Efficient isogeometric NURBS-based solid-shell elements: Mixed formulation and B¯-method

•We develop solid–shell NURBS elements to address static problems of slender structures.•We propose a mixed method from which we derive a B-bar projection to deal with locking.•A local least-squares-type procedure is implemented in the B-bar projection to reduce the computation cost.•We show that the low degree NURBS elements developed are highly accurate to solve typical shell problems.

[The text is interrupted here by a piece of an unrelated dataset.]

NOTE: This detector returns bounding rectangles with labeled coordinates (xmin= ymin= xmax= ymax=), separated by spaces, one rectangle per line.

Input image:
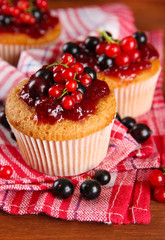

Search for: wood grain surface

In this work, solid-shell NURBS elements are developed in order to address static problems of slender structures under small perturbations. A single layer of elements is considered through the thickness of the shell, and the degree of approximation in that direction is chosen to be equal to two. A full 3D constitutive relation is assumed. The objective is to obtain highly accurate low-degree elements to be used in coarse meshes. In order to do that, we propose a mixed method from which we derive a B¯-projection to deal with locking. The main idea is to modify the interpolation of the average stresses and strains through the thickness. More precisely, we develop two finite elements. The first element, which is based on the mixed method or, equivalently, on the B¯-projection, is extremely accurate, but leads to a fully-populated global stiffness matrix. To improve the efficiency, the second element uses a local least-squares-type procedure to define a new B¯-projection, leading to a sparse global stiffness matrix. The quality and efficiency of the methods are assessed through several usual test cases and by comparison with other published techniques.